Reviewer 1: Kaibo Guo Reviewer 2: Anonymous

Round 1

Reviewer 1 Report

Comments and Suggestions for Authors
  1. Clarity of Study Selection and Methodology
    The manuscript provides a comprehensive overview of recent trials but lacks transparency in the criteria for selecting the discussed studies. A systematic approach (e.g., PRISMA guidelines) should be outlined to explain how trials like ATOMIC, NICHE-2, and IMHOTEP were identified and evaluated. This omission limits reproducibility. Suggestion: Include a brief methodology section describing literature search strategies, inclusion/exclusion criteria, and data synthesis processes to enhance rigor.
  2. Data Accuracy and Contextualization
    While the 3-year DFS benefit from ATOMIC (86.4% vs. 76.6%) is highlighted, the manuscript does not address potential confounding factors, such as tumor heterogeneity or Lynch syndrome prevalence in the cohort. Additionally, the reported 100% 3-year DFS in NICHE-2 requires clarification—does this apply to all enrolled patients or only those achieving pCR? Suggestion: Provide subgroup analysis data (if available) and discuss limitations of the cited trials, including sample size biases or follow-up duration.
  3. Critical Comparison of Neoadjuvant vs. Adjuvant Approaches
    The discussion advocates for neoadjuvant immunotherapy but inadequately addresses the absence of a direct comparison with adjuvant strategies in ATOMIC. The manuscript mentions the ongoing AZURE-2 trial but fails to explore interim findings or hypotheses. Suggestion: Expand the discussion to include mechanistic differences (e.g., priming of antitumor immunity in neoadjuvant settings) and cite preclinical/translational studies supporting these hypotheses.
  4. Overstated Clinical Recommendations
    The proposed treatment algorithm (Figure 1) recommends 3 months of chemotherapy plus 1 year of atezolizumab for low-risk stage III disease, extrapolating from IDEA and ATOMIC data. However, IDEA’s 3-month regimen was validated only for low-risk patients receiving CAPOX, not FOLFOX. Combining this with immunotherapy lacks direct evidence. Suggestion: Qualify recommendations with caveats (e.g., “hypothetical” or “awaiting validation”) and emphasize the need for biomarker-driven trials.
  5. Formatting and Referencing Issues
    • Table 1 incorrectly lists “LV5FU2” as the control arm in MOSAIC; the trial compared FOLFOX to LV5FU2 (André et al., NEJM 2004).
    • References 12 and 15 (Xu et al.; Shiu et al.) are incomplete, lacking journal names and page numbers.
    • Critical recent studies, such as the KEYNOTE-564 trial evaluating adjuvant pembrolizumab in dMMR CRC, are omitted. Suggestion: Verify trial details in tables, standardize references per journal guidelines, and incorporate pivotal missing literature.

Author Response

Subject: Revised Manuscript - "Shifting Paradigm in Mismatch Repair Deficient Stage III Resected Colon Cancer: The ATOMIC Trial"

Dear Reviewer,

Thank you for your prompt response and for the important feedback and constructive comments from the reviewers.

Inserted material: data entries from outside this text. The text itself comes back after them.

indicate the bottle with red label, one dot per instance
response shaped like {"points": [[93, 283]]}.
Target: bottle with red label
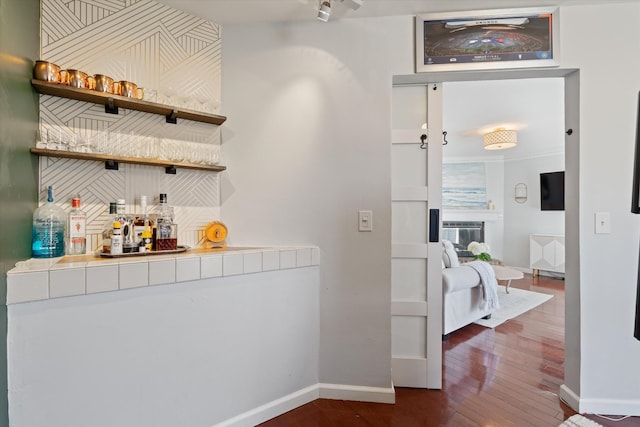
{"points": [[76, 229]]}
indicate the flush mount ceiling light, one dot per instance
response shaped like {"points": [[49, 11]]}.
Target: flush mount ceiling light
{"points": [[500, 139], [325, 10]]}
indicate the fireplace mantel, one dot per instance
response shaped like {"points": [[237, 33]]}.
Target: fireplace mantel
{"points": [[485, 215]]}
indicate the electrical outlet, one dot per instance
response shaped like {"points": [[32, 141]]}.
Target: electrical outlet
{"points": [[365, 220]]}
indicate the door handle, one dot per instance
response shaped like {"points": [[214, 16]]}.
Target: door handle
{"points": [[434, 225]]}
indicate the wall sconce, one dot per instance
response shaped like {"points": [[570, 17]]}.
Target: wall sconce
{"points": [[520, 192], [500, 139]]}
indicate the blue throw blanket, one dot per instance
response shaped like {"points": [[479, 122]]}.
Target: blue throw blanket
{"points": [[488, 282]]}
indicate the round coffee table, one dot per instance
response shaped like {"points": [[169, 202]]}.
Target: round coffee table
{"points": [[507, 273]]}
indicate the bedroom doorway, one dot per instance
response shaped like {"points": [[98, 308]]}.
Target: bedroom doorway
{"points": [[571, 120]]}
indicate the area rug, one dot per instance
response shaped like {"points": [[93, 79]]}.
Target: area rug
{"points": [[513, 304], [579, 421]]}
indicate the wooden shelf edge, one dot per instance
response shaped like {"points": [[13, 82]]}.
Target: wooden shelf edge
{"points": [[102, 98], [121, 159]]}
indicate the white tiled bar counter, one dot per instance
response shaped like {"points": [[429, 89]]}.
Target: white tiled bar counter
{"points": [[205, 337], [41, 279]]}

We have carefully revised our manuscript, "Shifting Paradigm in Mismatch Repair Deficient Stage III Resected Colon Cancer: The ATOMIC Trial," to address all the points raised. The specific changes made are as follows:

  • The English language has been thoroughly reviewed and improved throughout the manuscript.
  • Both Tables 1 and 2 have been enhanced for greater clarity and data presentation.
  • The figure has been significantly improved to better illustrate the proposed clinical pathway.

All modifications have been highlighted in red in the manuscript file for your convenience.

We believe these revisions have substantially strengthened the paper and we hope it is now suitable for publication in your esteemed journal.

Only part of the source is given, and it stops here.